Gabriel Nadeau-Dubois de Québec solidaire accuse pour sa part son adversaire caquiste d’être un politicien du passé. « Récemment, Québec solidaire a présenté sa vision 2030. Aujourd’hui, François Legault nous présente sa vision 1990. C’est un cadre financier d’une autre époque, pour un homme d’une autre époque », a-t-il affirmé.

« J’en reviens pas qu’une personne se présente devant les Québécois et Québécoises pour être premier ministre du Québec au 21e siècle et qu’il n’y ait même pas le mot “changement climatique” dans son cadre financier. Ça me renverse, ça me met sur le derrière », a ajouté M. Nadeau-Dubois.

Le chef du Parti conservateur du Québec, Éric Duhaime, a été le premier à réagir samedi au cadre financier de la CAQ. Il s’est attaqué aux déficits prévus par François Legault.

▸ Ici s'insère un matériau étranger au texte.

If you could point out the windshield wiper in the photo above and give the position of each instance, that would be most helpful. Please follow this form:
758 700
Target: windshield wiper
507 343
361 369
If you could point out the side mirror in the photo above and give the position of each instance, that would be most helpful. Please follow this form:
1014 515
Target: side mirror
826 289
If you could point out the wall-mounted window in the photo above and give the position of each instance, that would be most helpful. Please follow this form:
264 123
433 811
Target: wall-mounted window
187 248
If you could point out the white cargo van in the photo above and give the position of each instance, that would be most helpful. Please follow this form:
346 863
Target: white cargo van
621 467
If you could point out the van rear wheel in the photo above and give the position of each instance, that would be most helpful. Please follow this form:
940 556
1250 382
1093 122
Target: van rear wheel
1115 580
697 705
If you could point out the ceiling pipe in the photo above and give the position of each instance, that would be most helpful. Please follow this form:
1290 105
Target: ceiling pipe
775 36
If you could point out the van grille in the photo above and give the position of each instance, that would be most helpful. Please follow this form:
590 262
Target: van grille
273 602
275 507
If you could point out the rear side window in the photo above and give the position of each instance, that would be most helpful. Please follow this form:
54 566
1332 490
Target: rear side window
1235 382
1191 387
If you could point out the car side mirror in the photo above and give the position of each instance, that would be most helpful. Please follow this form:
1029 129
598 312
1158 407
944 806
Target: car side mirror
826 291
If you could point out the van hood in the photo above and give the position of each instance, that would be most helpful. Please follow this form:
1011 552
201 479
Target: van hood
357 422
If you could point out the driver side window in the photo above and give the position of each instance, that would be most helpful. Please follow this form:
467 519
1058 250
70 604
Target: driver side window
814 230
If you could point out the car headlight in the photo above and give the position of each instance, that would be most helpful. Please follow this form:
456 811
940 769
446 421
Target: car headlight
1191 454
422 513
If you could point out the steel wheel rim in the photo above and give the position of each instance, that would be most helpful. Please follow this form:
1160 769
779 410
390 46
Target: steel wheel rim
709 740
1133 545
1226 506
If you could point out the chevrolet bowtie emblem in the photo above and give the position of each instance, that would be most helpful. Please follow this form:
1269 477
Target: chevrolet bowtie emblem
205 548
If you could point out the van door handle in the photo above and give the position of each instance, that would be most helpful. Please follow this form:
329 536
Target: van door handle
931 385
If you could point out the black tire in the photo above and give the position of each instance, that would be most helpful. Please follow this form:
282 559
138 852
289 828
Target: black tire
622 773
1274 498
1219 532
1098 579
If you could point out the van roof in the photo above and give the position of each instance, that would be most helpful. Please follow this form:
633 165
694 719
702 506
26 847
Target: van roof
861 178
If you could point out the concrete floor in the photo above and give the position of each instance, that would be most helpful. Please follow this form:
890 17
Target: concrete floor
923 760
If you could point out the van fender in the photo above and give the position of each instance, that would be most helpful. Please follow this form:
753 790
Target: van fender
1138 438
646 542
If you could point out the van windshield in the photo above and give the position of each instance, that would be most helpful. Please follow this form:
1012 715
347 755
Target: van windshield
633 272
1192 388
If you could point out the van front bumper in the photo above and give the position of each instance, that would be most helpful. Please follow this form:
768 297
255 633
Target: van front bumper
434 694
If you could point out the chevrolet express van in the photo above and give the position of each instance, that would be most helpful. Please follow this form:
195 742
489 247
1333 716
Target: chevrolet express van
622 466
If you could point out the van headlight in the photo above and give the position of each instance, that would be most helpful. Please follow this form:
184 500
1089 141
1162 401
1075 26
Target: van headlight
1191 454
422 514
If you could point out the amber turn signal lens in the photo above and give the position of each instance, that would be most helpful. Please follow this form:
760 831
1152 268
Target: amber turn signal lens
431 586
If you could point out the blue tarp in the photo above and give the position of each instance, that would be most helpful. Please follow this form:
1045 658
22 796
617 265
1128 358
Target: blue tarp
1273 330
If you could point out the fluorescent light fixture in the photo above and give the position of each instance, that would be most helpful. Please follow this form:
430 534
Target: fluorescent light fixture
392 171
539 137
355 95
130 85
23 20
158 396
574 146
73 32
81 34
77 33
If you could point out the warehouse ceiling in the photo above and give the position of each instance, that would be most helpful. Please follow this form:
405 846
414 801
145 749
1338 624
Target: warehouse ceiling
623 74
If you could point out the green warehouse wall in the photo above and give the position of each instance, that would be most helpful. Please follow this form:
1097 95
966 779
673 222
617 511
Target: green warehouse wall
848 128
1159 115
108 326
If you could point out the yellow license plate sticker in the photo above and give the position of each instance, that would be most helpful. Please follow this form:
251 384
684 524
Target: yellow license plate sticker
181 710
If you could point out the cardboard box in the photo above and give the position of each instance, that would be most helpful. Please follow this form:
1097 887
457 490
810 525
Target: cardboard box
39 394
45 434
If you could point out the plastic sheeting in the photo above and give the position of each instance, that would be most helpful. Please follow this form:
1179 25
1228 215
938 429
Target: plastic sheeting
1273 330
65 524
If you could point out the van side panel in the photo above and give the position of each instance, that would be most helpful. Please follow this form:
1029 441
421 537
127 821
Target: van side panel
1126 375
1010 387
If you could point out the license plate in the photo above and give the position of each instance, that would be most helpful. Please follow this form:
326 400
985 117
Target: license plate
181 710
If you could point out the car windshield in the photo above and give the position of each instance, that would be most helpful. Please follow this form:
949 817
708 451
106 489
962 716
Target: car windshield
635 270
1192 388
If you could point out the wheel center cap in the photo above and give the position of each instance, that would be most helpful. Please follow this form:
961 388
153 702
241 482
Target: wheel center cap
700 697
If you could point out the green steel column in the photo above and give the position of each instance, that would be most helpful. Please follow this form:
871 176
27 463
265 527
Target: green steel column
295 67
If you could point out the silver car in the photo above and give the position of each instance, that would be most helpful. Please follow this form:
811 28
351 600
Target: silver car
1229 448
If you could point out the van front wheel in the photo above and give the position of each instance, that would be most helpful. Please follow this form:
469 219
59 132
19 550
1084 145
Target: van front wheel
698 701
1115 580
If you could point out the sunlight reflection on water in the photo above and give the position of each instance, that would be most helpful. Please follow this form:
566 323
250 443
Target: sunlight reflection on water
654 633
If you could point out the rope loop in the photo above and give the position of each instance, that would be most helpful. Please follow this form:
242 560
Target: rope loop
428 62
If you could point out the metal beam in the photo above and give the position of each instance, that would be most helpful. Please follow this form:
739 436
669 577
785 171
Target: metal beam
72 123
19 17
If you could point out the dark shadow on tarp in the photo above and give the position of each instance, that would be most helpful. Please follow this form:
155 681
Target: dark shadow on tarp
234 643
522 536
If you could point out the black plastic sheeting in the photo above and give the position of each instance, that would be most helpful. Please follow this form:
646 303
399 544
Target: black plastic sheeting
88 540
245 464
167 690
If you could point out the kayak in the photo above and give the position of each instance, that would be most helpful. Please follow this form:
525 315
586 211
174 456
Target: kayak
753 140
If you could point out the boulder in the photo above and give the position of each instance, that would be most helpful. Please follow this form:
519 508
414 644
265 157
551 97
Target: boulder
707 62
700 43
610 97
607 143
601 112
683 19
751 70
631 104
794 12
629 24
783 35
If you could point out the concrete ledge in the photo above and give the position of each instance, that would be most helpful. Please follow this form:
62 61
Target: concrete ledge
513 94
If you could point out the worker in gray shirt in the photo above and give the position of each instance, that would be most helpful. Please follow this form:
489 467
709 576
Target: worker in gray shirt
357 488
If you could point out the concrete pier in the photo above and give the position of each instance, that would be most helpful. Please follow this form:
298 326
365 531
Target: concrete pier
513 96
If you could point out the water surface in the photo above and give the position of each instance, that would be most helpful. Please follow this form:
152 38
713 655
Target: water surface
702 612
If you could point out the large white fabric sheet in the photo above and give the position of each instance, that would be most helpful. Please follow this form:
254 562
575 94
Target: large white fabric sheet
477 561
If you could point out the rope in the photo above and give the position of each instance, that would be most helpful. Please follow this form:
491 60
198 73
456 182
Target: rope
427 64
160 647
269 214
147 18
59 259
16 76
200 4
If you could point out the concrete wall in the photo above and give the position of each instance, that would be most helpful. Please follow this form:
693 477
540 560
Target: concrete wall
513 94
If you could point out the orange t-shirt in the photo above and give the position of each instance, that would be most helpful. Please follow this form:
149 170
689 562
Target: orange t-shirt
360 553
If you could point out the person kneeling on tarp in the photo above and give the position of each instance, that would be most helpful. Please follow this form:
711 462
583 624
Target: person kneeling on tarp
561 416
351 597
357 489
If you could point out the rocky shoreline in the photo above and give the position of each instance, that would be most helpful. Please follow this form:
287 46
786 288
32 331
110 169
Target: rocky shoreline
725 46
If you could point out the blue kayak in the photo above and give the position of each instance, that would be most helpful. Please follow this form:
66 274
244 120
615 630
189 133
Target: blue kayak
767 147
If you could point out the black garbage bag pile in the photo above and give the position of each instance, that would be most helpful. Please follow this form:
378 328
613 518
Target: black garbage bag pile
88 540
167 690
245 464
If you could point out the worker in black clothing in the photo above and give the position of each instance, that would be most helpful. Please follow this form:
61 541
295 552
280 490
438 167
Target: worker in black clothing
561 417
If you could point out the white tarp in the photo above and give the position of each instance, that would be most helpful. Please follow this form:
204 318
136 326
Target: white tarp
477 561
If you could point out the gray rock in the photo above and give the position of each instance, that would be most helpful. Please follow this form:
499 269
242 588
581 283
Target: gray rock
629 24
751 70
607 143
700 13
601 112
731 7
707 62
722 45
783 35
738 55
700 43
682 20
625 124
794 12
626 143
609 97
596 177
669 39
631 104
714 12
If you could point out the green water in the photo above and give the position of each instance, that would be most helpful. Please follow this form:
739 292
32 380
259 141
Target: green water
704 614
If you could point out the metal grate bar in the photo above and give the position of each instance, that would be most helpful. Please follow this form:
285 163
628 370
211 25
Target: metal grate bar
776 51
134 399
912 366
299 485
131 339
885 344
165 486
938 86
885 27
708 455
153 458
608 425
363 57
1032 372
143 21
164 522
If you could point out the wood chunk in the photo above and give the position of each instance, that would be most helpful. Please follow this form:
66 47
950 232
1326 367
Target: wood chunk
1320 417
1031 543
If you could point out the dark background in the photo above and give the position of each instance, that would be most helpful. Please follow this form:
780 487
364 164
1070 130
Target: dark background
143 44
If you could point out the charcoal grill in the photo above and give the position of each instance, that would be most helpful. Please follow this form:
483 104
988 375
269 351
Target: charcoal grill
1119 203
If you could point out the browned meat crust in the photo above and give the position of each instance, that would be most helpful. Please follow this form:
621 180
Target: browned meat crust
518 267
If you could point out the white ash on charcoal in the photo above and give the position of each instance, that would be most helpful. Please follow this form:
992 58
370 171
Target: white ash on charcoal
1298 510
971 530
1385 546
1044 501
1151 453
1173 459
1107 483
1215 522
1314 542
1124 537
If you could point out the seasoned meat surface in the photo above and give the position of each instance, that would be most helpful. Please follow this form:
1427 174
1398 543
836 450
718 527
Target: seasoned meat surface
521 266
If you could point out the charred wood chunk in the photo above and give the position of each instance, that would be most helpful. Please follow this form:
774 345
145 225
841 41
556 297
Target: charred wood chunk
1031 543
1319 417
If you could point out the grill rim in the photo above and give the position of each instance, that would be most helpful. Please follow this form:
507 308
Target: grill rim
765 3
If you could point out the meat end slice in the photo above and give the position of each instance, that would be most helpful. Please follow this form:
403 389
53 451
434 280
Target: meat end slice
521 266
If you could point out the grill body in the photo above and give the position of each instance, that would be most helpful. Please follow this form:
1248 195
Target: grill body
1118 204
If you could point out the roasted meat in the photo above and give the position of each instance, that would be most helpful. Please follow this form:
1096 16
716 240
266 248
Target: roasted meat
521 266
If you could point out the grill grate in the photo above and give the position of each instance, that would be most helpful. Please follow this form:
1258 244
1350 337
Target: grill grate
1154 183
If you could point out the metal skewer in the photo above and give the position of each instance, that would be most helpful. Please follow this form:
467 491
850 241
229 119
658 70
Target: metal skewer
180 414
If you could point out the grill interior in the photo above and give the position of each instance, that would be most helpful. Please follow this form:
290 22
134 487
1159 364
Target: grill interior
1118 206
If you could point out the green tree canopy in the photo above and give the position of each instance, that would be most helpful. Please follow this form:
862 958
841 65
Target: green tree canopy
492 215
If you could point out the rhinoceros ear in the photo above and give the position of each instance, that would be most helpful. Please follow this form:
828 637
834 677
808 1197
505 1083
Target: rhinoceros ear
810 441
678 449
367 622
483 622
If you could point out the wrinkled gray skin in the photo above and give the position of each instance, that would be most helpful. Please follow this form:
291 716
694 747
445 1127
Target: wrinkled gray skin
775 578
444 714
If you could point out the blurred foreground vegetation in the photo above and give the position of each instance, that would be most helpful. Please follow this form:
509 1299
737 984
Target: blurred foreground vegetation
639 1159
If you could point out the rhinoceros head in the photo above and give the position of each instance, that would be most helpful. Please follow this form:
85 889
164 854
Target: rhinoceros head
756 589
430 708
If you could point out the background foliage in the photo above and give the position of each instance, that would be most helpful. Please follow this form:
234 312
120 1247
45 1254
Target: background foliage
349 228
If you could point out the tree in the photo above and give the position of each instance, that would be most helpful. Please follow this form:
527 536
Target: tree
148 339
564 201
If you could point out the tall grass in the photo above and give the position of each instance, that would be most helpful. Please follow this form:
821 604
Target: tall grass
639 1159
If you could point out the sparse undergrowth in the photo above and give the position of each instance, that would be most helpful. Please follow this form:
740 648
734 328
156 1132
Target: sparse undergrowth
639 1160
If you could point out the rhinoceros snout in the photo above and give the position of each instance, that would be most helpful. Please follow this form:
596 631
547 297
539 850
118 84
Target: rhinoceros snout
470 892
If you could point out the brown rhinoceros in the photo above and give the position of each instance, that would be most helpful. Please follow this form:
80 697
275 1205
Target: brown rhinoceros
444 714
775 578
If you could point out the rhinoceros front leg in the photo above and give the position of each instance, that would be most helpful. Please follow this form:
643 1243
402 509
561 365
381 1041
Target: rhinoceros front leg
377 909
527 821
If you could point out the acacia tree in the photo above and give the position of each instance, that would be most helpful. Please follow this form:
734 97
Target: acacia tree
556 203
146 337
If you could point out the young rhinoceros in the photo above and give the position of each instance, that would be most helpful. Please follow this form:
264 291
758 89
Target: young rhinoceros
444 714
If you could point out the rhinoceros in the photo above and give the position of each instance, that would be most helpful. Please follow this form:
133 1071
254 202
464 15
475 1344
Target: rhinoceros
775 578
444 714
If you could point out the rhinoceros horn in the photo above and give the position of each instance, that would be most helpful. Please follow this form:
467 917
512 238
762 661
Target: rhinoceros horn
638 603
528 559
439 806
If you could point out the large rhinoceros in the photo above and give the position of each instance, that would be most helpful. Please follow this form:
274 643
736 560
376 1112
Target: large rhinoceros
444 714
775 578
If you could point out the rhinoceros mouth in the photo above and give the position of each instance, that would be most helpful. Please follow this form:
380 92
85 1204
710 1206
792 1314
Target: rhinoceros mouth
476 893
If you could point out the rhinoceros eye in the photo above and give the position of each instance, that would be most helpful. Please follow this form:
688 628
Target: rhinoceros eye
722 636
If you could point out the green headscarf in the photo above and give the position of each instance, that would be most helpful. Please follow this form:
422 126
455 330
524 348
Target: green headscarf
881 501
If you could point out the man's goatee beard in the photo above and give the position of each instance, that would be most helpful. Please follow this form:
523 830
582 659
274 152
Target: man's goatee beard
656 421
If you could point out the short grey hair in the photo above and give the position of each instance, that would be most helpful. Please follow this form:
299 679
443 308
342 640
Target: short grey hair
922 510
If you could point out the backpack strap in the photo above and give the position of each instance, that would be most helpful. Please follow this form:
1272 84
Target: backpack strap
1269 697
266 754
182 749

« Ce n’est pas vrai qu’on va laisser François Legault continuer à hypothéquer l’avenir de la prochaine génération pour acheter sa prochaine élection », a-t-il déclaré devant des partisans à Québec. M. Duhaime prévoit présenter son cadre financier la semaine prochaine et promet d’équilibrer le budget sur cinq ans.

« Ce qu’il faut retenir du cadre financier de la CAQ, c’est la baisse d’impôts. On réduit notre capacité à financer nos services publics et c’est un aller simple vers l’austérité, qui plus est, on utilise le Fonds des générations pour financer une baisse d’impôts, je ne trouve pas ça responsable, c’est une attaque contre les services publics », a conclu Paul St-Pierre Plamondon du Parti québécois.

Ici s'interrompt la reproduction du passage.